10 of 12 seats in the Dagupan City council 7 seats needed for a majority
|  | First party | Second party | Third party |
| Party | PFP | Nacionalista | Independent |
| Last election | Did not participate | 7 seats, 48.17% | no seats, 4.70% |
| Seats before | new | 7 seats | 0 seat |
| Seats won | 9 | 1 | 0 |
| Seat change | new | −6 | Steady |
| Popular vote | 611,701 | 401,498 | 16,095 |
| Percentage | 59.43% | 39.01% | 1.56% |

= 2025 Dagupan local elections =

Local elections were held in Dagupan, Pangasinan on May 12, 2025, as part of the 2025 Philippine general election. The electorate elected a mayor, vice mayor, and 10 members of the Dagupan City Council. The officials elected in this election assumed their respective offices on June 30, 2025, for a three-year-long term.

Belen Fernandez and Bryan Kua were re-elected mayor on her second consecutive term and vice mayor on his third term respectively, defeating the mother-son duo Celia Lim and Brian Lim.

== Background ==

In the 2022 elections, incumbent Mayor Brian Lim was defeated by Belen Fernandez in a rematch with a margin of 14,457 votes.

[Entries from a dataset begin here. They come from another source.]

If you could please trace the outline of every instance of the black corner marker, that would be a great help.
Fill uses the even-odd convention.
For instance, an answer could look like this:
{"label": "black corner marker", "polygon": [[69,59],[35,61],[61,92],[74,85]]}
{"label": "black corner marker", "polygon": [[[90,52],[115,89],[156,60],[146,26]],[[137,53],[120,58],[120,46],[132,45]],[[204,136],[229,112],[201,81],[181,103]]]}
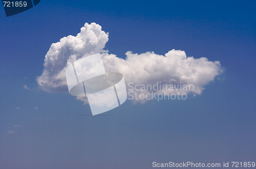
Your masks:
{"label": "black corner marker", "polygon": [[40,1],[41,0],[33,0],[33,2],[34,2],[34,5],[35,6],[36,5],[38,4]]}
{"label": "black corner marker", "polygon": [[[5,14],[7,17],[18,14],[33,8],[31,0],[25,0],[24,1],[2,0],[2,1],[5,9]],[[34,0],[34,5],[37,5],[39,2],[40,0]]]}

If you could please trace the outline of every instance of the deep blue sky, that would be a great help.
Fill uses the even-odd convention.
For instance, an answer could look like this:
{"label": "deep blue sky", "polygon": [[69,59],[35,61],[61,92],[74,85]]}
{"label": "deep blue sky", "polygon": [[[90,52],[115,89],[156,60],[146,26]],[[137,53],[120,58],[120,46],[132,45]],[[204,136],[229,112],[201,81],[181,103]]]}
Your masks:
{"label": "deep blue sky", "polygon": [[[41,0],[8,17],[0,7],[0,168],[256,162],[255,6],[254,1]],[[92,22],[109,33],[111,53],[180,49],[219,61],[222,80],[186,100],[127,100],[108,116],[80,116],[91,114],[88,105],[40,90],[36,78],[51,44]]]}

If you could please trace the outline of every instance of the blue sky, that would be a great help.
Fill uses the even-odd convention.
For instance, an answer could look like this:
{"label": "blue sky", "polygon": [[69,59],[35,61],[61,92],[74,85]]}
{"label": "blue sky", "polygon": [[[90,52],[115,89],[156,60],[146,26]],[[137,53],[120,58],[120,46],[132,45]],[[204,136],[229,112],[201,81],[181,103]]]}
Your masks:
{"label": "blue sky", "polygon": [[[8,17],[1,7],[1,168],[256,162],[255,5],[42,0]],[[219,61],[225,71],[201,95],[135,105],[127,100],[89,116],[88,104],[68,93],[40,90],[36,78],[52,43],[93,22],[109,33],[104,49],[118,57],[175,49]]]}

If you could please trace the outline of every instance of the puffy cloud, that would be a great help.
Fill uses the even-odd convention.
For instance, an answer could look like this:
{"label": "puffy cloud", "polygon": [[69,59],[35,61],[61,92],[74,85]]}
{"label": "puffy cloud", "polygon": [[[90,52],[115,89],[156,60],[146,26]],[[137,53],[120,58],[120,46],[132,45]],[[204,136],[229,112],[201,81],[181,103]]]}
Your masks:
{"label": "puffy cloud", "polygon": [[24,89],[27,89],[27,90],[30,90],[30,89],[26,85],[24,85],[23,87],[24,87]]}
{"label": "puffy cloud", "polygon": [[95,23],[86,23],[80,30],[76,36],[65,37],[51,45],[45,56],[42,74],[37,77],[37,82],[43,90],[68,91],[67,67],[82,57],[106,52],[103,48],[109,40],[109,35],[101,31],[101,26]]}
{"label": "puffy cloud", "polygon": [[[138,54],[127,51],[126,58],[122,59],[103,49],[108,41],[108,33],[101,31],[99,25],[86,23],[76,36],[70,35],[53,43],[46,55],[43,73],[37,78],[39,86],[47,92],[68,92],[65,75],[67,67],[80,58],[98,52],[102,53],[106,72],[118,72],[124,75],[127,93],[130,92],[128,98],[134,96],[134,103],[143,103],[147,100],[145,98],[136,99],[136,94],[145,96],[179,92],[200,95],[204,86],[223,71],[219,61],[209,61],[206,58],[187,57],[184,51],[180,50],[171,50],[165,55],[154,52]],[[157,84],[161,88],[157,90],[143,88],[150,88],[151,86],[152,88]],[[164,84],[165,89],[162,90]],[[189,85],[191,89],[184,90]],[[86,98],[78,97],[77,99],[85,104],[88,103]]]}

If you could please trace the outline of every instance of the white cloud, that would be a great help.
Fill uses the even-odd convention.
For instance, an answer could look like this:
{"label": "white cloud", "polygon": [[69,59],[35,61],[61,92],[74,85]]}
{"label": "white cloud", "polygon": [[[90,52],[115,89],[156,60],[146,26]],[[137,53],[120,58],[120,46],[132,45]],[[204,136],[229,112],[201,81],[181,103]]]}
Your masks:
{"label": "white cloud", "polygon": [[[139,88],[143,84],[153,86],[157,82],[168,86],[175,85],[176,87],[179,84],[193,85],[193,91],[180,89],[165,91],[169,94],[179,92],[200,95],[204,86],[213,81],[223,71],[219,61],[209,61],[206,58],[187,57],[184,51],[180,50],[171,50],[165,55],[154,52],[137,54],[127,51],[125,59],[119,58],[103,49],[108,37],[108,33],[101,31],[99,25],[86,23],[76,36],[70,35],[53,43],[46,55],[43,73],[37,78],[41,89],[50,92],[68,92],[65,75],[67,67],[80,58],[98,52],[102,53],[106,71],[121,73],[126,86],[129,82],[133,83],[133,86],[139,84]],[[130,92],[131,88],[127,87]],[[134,89],[133,91],[145,95],[151,92],[136,91]],[[153,93],[164,94],[164,92],[153,91]],[[88,103],[84,97],[78,97],[77,99]],[[146,100],[134,99],[133,101],[144,103]]]}
{"label": "white cloud", "polygon": [[26,86],[26,85],[24,85],[24,89],[27,89],[27,90],[30,90],[30,89],[29,89],[29,88],[28,88],[27,86]]}
{"label": "white cloud", "polygon": [[37,77],[37,82],[43,90],[67,92],[67,67],[82,57],[106,52],[103,48],[109,35],[101,31],[101,26],[95,23],[86,23],[80,30],[76,36],[63,37],[51,45],[45,57],[43,73]]}

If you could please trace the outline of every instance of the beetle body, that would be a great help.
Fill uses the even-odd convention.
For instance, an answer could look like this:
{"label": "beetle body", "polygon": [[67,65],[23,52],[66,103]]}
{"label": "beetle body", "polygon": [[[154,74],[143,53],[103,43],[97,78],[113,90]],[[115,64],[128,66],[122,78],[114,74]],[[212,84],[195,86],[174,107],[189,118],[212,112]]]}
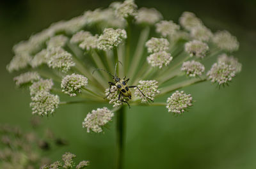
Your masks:
{"label": "beetle body", "polygon": [[116,82],[115,85],[124,96],[131,99],[132,93],[124,79]]}
{"label": "beetle body", "polygon": [[[145,97],[145,98],[148,98],[149,100],[153,101],[153,100],[152,100],[151,99],[150,99],[148,97],[147,97],[146,96],[145,96],[145,94],[141,91],[141,90],[140,90],[140,89],[136,85],[128,86],[127,82],[128,82],[129,78],[127,78],[127,80],[125,80],[126,77],[125,77],[123,79],[120,79],[116,75],[117,74],[116,73],[116,65],[117,65],[117,63],[116,64],[116,66],[115,66],[115,76],[105,70],[103,70],[103,69],[95,70],[102,70],[102,71],[107,72],[108,74],[109,74],[113,77],[113,79],[114,80],[115,83],[111,82],[108,82],[108,84],[109,84],[109,92],[108,95],[105,97],[105,98],[106,98],[110,94],[110,93],[111,93],[110,89],[111,88],[111,86],[115,85],[117,87],[117,89],[119,91],[118,100],[121,101],[122,102],[126,103],[128,105],[129,108],[131,108],[131,107],[130,107],[130,105],[129,105],[128,101],[122,99],[122,98],[121,98],[121,96],[122,96],[124,97],[128,98],[130,99],[132,98],[132,92],[131,92],[131,90],[129,88],[136,88],[138,90],[139,90],[139,91],[142,94],[142,95],[144,97]],[[95,71],[95,70],[94,70],[94,71]],[[93,73],[94,71],[93,71]]]}

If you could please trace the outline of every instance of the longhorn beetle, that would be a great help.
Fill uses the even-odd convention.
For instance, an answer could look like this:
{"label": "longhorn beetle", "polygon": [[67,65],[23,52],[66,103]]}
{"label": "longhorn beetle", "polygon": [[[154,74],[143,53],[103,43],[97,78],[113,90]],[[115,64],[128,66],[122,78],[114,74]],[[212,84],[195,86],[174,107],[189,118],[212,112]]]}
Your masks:
{"label": "longhorn beetle", "polygon": [[[120,61],[118,61],[118,62],[120,62]],[[148,99],[150,101],[152,101],[152,102],[154,102],[153,100],[152,100],[151,99],[147,97],[144,94],[144,93],[139,89],[139,87],[138,87],[138,86],[136,86],[136,85],[128,86],[127,82],[130,80],[130,78],[127,78],[125,80],[126,77],[124,77],[123,79],[121,79],[117,76],[117,75],[116,75],[117,64],[118,63],[116,63],[116,65],[115,66],[115,76],[113,75],[111,73],[110,73],[108,71],[106,71],[106,70],[104,70],[104,69],[96,69],[92,72],[92,73],[93,74],[94,71],[96,70],[104,71],[107,72],[109,75],[111,75],[113,77],[113,79],[114,80],[115,83],[111,82],[108,82],[108,84],[109,84],[109,92],[108,96],[106,96],[104,98],[107,98],[110,94],[110,92],[111,92],[110,89],[111,88],[111,86],[115,85],[115,86],[116,86],[116,87],[119,91],[118,100],[121,101],[122,102],[126,103],[128,105],[129,108],[131,108],[131,107],[130,107],[130,105],[129,104],[128,101],[121,99],[121,95],[123,96],[124,97],[129,98],[130,99],[132,98],[132,93],[131,92],[131,90],[129,90],[129,88],[137,88],[137,89],[139,90],[139,91],[142,94],[142,95],[144,97],[147,98],[147,99]]]}

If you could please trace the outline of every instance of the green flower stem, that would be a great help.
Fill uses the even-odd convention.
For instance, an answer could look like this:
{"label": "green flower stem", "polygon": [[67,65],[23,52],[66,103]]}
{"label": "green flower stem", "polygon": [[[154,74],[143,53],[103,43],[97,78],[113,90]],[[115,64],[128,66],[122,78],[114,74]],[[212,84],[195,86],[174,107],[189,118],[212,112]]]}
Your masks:
{"label": "green flower stem", "polygon": [[126,50],[125,56],[125,65],[124,65],[124,72],[127,72],[128,68],[129,67],[130,62],[130,48],[131,48],[131,20],[129,18],[127,19],[127,27],[126,29],[126,33],[127,38],[126,39]]}
{"label": "green flower stem", "polygon": [[131,103],[131,105],[132,106],[153,106],[153,107],[161,107],[166,105],[166,103],[150,103],[148,104],[142,103],[140,101],[140,99],[136,100],[134,102]]}
{"label": "green flower stem", "polygon": [[97,98],[102,99],[102,96],[100,96],[100,94],[92,91],[92,90],[90,90],[90,89],[88,89],[86,87],[83,87],[83,89],[84,89],[84,91],[86,91],[93,94],[94,96],[95,96]]}
{"label": "green flower stem", "polygon": [[116,169],[123,168],[125,135],[125,110],[122,106],[116,111]]}
{"label": "green flower stem", "polygon": [[42,70],[36,70],[36,72],[39,73],[41,76],[46,78],[51,78],[55,82],[61,82],[61,79],[60,77],[56,75],[52,75],[52,73],[49,73],[46,71]]}
{"label": "green flower stem", "polygon": [[204,77],[202,78],[194,78],[193,79],[186,80],[180,83],[177,83],[170,86],[164,87],[161,89],[161,93],[157,95],[157,97],[163,96],[167,93],[170,93],[180,88],[183,88],[186,86],[189,86],[200,82],[205,82],[206,80],[206,77]]}
{"label": "green flower stem", "polygon": [[[100,59],[100,56],[98,55],[97,52],[95,50],[92,51],[92,57],[94,60],[94,62],[95,62],[95,64],[99,68],[101,69],[104,69],[104,70],[108,70],[107,68],[106,68],[105,65],[104,64],[102,61]],[[109,75],[106,73],[106,71],[100,71],[101,74],[102,75],[102,77],[104,79],[105,79],[106,81],[109,80]]]}
{"label": "green flower stem", "polygon": [[142,76],[140,76],[140,78],[137,78],[136,80],[134,81],[134,84],[138,84],[138,82],[140,80],[145,80],[148,77],[151,75],[154,71],[155,68],[150,66],[148,69],[147,69],[147,71],[143,73]]}
{"label": "green flower stem", "polygon": [[75,101],[61,101],[60,105],[72,105],[72,104],[79,104],[79,103],[86,103],[86,104],[99,104],[99,103],[104,103],[105,102],[100,102],[98,100],[92,100],[92,99],[81,99],[81,100],[75,100]]}
{"label": "green flower stem", "polygon": [[[182,57],[183,57],[183,58]],[[173,63],[174,64],[173,65],[172,65],[172,63],[170,63],[170,64],[172,66],[168,69],[164,70],[164,71],[161,71],[159,73],[159,75],[161,75],[161,76],[163,77],[164,77],[166,75],[169,75],[170,72],[173,72],[175,70],[175,69],[180,67],[180,66],[182,65],[182,64],[184,62],[188,61],[190,58],[189,55],[188,55],[187,54],[185,54],[185,53],[180,54],[180,60],[179,60],[179,61],[175,60],[175,61],[176,61],[176,62]]]}
{"label": "green flower stem", "polygon": [[110,55],[109,52],[107,52],[106,51],[103,51],[103,53],[105,55],[105,57],[107,59],[108,65],[109,67],[109,71],[112,73],[115,71],[115,63],[113,62],[114,56],[113,55]]}
{"label": "green flower stem", "polygon": [[131,84],[132,85],[137,85],[136,83],[138,83],[140,80],[142,79],[140,77],[141,77],[149,68],[148,62],[145,61],[143,65],[140,67],[140,71],[137,73],[137,75],[134,76],[134,78],[131,79]]}
{"label": "green flower stem", "polygon": [[159,78],[158,80],[158,82],[160,85],[160,84],[166,82],[177,77],[181,76],[182,75],[184,75],[184,73],[181,72],[180,70],[178,70],[166,76],[161,77],[161,78]]}
{"label": "green flower stem", "polygon": [[113,48],[113,54],[114,56],[114,61],[115,61],[115,66],[116,65],[116,68],[115,68],[116,69],[116,72],[115,72],[115,74],[116,73],[116,75],[118,76],[119,75],[119,62],[118,62],[118,54],[117,52],[117,47],[115,47]]}
{"label": "green flower stem", "polygon": [[145,44],[146,41],[148,38],[149,32],[150,29],[149,26],[147,26],[142,30],[138,41],[138,45],[135,50],[134,54],[133,55],[132,59],[131,61],[131,65],[132,65],[132,68],[128,72],[129,77],[133,77],[136,72],[137,72],[139,68],[140,61],[141,60],[141,57],[143,55],[143,51],[145,50]]}
{"label": "green flower stem", "polygon": [[214,48],[212,50],[211,50],[210,54],[209,55],[206,55],[206,57],[204,58],[204,60],[207,61],[208,59],[210,59],[212,57],[214,57],[214,56],[220,54],[221,52],[222,52],[221,50],[220,50],[218,48]]}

In the vice mayoral election, incumbent Dean Bryan Kua defeated Carlos Alipio Fernandez, with a margin of 31,077 votes.

On Monday, Oct. 7 2025. Incumbent Mayor Belen Fernandez was challenged by Councilor Celia Lim, who officially filed her certificate of candidacy (COC).

Lim, running under the Nacionalista Party, was joined by her son, former Mayor Brian Lim, who is her vice mayoral candidate, along with their full slate of councilors.

== Electoral system ==
Local elections in the Philippines take place every three years on the second Monday of May starting in 1992 and every three years thereafter, as per the 1987 constitution. Single-member positions such as mayor and vice mayor are chosen through a first-past-the-post system. The mayor, vice mayor, and the city councilors are elected by all voters in the city at large.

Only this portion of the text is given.